13. A speech recognition method, comprising:

a noise adaptation processing step of generating noise adapted models by applying noise adaptation to initial acoustic models stored in storage device, using background noises at a time of speaker adaptation;

a speaker adaptation parameter calculating step of performing speaker adaptation computation with respect to said noise adapted models generated in said noise adaptation processing step, using utterances uttered at the time of said speaker adaptation, and thereby calculating a speaker adaptation parameter for converting said noise adapted models into noise-superimposed speaker adapted models; and

a acoustic model updating step of generating speaker adapted models by applying speaker adaptation to said initial acoustic models in said storage device using said speaker adaptation parameter, and replacing said initial acoustic models with said speaker adapted models so as to be updated and newly stored in said storage device.

14. The speech recognition method according to claim 13, wherein:

in said noise adaptation processing step, speaker adapted models adapted to noises are generated by applying noise adaptation to said speaker adapted models updated and newly stored in said storage device, using background noises during a silent period at a time of speech recognition; and

said method further comprises a speech recognition processing step of performing speech recognition by comparing said speaker adapted models adapted to noises against utterances to be subjected to speech recognition during an utterance period at the time of said speech recognition.

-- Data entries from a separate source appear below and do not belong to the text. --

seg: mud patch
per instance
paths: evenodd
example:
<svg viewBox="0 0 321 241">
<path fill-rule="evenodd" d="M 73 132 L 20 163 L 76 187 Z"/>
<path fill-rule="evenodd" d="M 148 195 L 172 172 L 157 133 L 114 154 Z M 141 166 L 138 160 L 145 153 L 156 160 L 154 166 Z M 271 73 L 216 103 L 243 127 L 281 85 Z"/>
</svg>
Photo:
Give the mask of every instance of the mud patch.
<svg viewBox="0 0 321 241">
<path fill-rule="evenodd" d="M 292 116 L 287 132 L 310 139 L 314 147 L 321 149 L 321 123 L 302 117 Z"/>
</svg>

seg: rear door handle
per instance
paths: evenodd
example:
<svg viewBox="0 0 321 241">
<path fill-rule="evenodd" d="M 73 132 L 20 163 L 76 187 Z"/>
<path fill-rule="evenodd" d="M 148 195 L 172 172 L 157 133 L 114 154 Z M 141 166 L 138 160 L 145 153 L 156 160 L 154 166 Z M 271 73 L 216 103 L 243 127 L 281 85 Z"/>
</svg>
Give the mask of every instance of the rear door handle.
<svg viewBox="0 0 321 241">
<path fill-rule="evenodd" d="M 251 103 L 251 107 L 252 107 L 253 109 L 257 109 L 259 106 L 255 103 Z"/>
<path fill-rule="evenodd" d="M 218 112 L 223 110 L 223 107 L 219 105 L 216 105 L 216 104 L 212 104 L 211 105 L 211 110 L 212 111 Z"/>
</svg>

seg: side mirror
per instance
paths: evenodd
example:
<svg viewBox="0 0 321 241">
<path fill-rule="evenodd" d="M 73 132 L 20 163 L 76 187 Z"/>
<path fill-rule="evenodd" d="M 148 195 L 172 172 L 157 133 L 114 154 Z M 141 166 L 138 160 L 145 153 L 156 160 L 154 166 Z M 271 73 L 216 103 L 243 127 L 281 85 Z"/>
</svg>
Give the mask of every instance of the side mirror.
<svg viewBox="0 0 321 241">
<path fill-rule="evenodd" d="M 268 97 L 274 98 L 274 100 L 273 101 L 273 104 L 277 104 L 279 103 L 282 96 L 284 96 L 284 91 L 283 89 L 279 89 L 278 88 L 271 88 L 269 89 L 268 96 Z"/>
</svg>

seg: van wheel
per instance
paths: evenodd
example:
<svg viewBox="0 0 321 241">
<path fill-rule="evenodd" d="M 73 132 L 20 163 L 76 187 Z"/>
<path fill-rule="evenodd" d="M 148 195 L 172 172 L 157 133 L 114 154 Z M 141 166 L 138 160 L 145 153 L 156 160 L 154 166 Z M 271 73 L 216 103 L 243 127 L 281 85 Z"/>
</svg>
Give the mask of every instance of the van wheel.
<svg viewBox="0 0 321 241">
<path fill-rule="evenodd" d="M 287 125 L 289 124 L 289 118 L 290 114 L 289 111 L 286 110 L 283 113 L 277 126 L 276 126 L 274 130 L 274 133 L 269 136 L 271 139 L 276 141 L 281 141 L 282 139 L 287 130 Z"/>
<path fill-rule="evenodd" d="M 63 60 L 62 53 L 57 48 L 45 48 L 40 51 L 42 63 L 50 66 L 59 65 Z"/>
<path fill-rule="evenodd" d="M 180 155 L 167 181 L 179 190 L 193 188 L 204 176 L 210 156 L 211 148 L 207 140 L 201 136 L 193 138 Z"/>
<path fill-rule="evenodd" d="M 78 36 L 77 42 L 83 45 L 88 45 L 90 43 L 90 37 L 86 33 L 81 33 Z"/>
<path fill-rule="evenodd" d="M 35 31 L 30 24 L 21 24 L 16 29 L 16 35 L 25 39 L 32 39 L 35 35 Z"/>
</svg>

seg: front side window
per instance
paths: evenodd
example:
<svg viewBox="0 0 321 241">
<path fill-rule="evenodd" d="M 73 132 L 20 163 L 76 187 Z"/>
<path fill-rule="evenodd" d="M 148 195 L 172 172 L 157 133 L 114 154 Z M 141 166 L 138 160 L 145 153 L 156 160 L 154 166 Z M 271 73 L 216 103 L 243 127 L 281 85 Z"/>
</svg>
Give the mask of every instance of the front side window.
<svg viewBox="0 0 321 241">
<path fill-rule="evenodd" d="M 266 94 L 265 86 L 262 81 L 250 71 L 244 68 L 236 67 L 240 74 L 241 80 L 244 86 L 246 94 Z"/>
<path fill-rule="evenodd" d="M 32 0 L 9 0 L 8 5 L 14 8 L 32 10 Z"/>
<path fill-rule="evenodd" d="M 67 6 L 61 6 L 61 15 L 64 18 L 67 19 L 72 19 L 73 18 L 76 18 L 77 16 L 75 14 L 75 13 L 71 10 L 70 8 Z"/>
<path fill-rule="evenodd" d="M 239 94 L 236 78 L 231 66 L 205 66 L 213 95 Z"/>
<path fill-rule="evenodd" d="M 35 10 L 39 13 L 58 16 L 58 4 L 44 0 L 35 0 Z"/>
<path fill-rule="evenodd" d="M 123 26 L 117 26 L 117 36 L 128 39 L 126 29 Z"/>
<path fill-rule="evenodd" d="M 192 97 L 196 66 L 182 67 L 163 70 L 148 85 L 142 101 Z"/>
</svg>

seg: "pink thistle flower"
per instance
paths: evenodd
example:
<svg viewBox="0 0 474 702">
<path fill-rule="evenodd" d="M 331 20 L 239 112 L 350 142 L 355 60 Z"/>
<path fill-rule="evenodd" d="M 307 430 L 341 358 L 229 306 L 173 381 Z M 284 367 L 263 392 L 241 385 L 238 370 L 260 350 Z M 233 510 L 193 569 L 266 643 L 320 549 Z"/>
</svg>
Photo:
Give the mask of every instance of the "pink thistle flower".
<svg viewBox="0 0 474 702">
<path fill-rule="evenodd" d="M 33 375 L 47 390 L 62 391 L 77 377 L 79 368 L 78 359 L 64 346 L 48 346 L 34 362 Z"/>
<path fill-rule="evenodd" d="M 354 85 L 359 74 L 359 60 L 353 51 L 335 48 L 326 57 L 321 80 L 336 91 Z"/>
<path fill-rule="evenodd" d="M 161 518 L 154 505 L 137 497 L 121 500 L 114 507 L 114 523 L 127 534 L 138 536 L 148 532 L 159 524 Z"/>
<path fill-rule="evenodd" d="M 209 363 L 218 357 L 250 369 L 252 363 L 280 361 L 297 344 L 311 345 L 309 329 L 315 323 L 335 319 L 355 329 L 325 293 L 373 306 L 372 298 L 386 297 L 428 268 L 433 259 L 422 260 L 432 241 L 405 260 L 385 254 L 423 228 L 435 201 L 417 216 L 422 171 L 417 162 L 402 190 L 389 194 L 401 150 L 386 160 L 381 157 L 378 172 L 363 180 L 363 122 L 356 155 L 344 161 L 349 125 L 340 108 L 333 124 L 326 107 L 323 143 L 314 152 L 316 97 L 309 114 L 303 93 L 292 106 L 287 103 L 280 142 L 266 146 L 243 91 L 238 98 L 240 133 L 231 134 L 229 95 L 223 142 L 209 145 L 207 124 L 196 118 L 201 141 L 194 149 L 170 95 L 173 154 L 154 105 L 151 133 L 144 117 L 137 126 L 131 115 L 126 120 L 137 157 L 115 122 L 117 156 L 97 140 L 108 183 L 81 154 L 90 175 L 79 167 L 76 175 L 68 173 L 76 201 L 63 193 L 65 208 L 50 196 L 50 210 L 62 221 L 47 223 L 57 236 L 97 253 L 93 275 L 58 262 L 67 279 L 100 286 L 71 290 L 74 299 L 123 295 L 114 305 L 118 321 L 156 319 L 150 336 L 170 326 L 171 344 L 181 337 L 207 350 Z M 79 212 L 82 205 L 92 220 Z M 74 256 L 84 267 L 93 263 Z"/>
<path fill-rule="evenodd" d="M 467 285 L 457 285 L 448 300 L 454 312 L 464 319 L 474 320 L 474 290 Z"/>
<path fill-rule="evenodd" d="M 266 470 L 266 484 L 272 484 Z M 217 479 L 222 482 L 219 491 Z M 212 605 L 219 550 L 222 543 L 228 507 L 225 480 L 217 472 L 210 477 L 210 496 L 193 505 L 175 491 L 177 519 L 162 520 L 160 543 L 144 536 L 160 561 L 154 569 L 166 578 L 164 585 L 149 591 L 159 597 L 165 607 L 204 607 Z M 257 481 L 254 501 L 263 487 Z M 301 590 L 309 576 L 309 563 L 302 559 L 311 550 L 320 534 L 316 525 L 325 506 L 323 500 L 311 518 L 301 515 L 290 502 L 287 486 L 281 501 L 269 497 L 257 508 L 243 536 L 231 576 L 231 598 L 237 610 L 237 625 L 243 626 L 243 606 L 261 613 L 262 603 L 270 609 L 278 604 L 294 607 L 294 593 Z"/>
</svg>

15. A speech recognition method, comprising:

a noise adaptation processing step of generating noise adapted models by applying noise adaptation to initial acoustic models stored in storage device, using background noises during a silent period at a time of speech recognition;

a recognition processing step of performing speech recognition by comparing utterances to be uttered during an utterance period at the time of said speech recognition and to be subjected to speech recognition, against said noise adapted models generated in said noise adaptation processing step;

a speaker adaptation parameter calculating step of performing speaker adaptation computation with respect to said noise adapted models generated in said noise adaptation processing step, using said utterances to be subjected to speech recognition, and thereby calculating a speaker adaptation parameter for converting said noise adapted models into noise-superimposed speaker adapted models; and

a acoustic model update processing step of generating speaker adapted models by applying speaker adaptation to said initial acoustic models in said storage device using said speaker adaptation parameter, and replacing said initial acoustic models with said speaker adapted models so as to be updated and newly stored in said storage device.

16. The speech recognition method according to claim 15, wherein, in said speaker adaptation parameter calculating step and said acoustic model update processing step, said speaker adapted models are generated in such a manner that said initial acoustic models are replaced with said speaker adapted models so as to be updated and newly stored in said storage device when a reliability of a recognition result in said recognition processing step is high.